The MEU Code of Conduct
If you have ever used the 'Ubuntu' distribution of the 'Linux' Operating system, you will be very impressed by this document highlighting the philosophy of a 'free and open source' community.
The message is universal and could apply equally to any community as well as the MEU. The ‘Ubuntu’ document has been modified slightly and we could use it in our interactions in the MEU and as life-skills. Here’s hoping it appeals to you as much as it does to many others, globally.
The source document (The Ubuntu code of conduct is licensed under the Creative Commons Attribution-Share Alike 3.0 licence. You may re-use it for your own project, and modify it as you wish, just please allow others to use your modifications and give credit to the Ubuntu Project!) can be accessed at: http://www.ubuntu.com/community
The MEU welcomes and encourages participation by everyone. We are committed to being a community that everyone feels good about joining. Although we may not be able to satisfy everyone, we will always work to treat everyone well.

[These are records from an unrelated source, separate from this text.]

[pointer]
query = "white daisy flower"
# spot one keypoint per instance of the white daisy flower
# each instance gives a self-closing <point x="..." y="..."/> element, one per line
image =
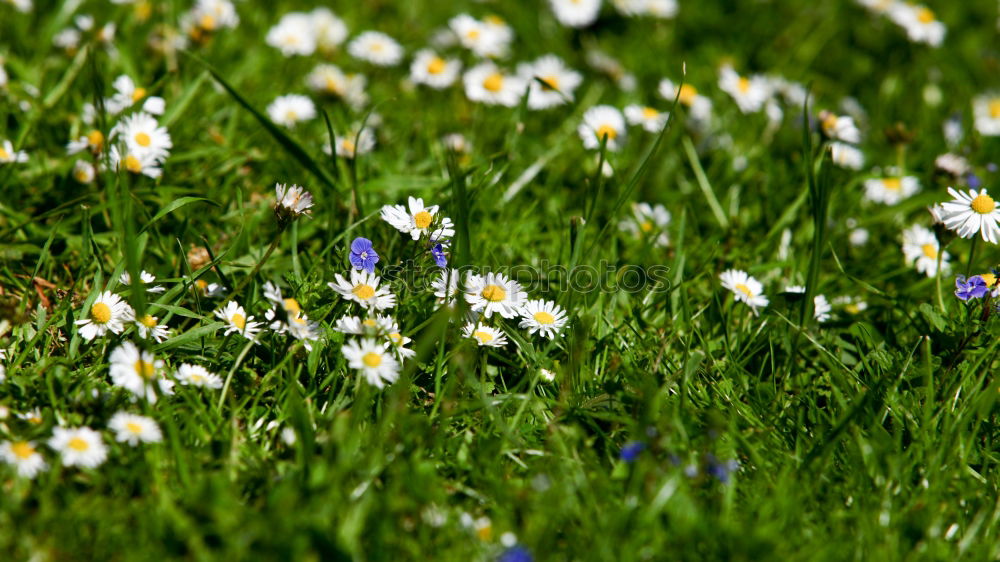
<point x="79" y="446"/>
<point x="576" y="13"/>
<point x="9" y="156"/>
<point x="480" y="37"/>
<point x="196" y="375"/>
<point x="149" y="327"/>
<point x="292" y="201"/>
<point x="108" y="314"/>
<point x="294" y="34"/>
<point x="920" y="247"/>
<point x="750" y="94"/>
<point x="648" y="220"/>
<point x="143" y="136"/>
<point x="484" y="335"/>
<point x="330" y="30"/>
<point x="373" y="360"/>
<point x="891" y="190"/>
<point x="291" y="109"/>
<point x="971" y="213"/>
<point x="139" y="372"/>
<point x="919" y="22"/>
<point x="377" y="48"/>
<point x="128" y="94"/>
<point x="986" y="112"/>
<point x="698" y="105"/>
<point x="846" y="156"/>
<point x="330" y="80"/>
<point x="24" y="457"/>
<point x="602" y="122"/>
<point x="429" y="69"/>
<point x="418" y="220"/>
<point x="145" y="163"/>
<point x="486" y="83"/>
<point x="83" y="171"/>
<point x="839" y="128"/>
<point x="744" y="288"/>
<point x="494" y="293"/>
<point x="544" y="317"/>
<point x="238" y="322"/>
<point x="363" y="288"/>
<point x="649" y="118"/>
<point x="134" y="429"/>
<point x="145" y="278"/>
<point x="550" y="82"/>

Standards for behaviour in the MEU community are detailed in the Code of Conduct and Leadership Code of Conduct. We expect participants in our community to meet these standards in all their interactions and to help others to do so as well.
Whenever any participant has made a mistake, we expect them to take responsibility for it. If someone has been harmed or offended, it is our responsibility to listen carefully and respectfully, and do our best to right the wrong.
Although this list cannot be exhaustive, we explicitly honour diversity in age, culture, ethnicity, genotype, gender identity or expression, language, national origin, neurotype, phenotype, political beliefs, profession, race, religion, sexual orientation, socio-economic status, subculture and academic, intellectual, and technical ability.
Code of Conduct
The MEU endorses 'Ubuntu', an African concept of 'humanity towards others'. It is the 'belief in a universal bond of sharing that connects all humanity'. The same ideas are central to the way the MEU community collaborates.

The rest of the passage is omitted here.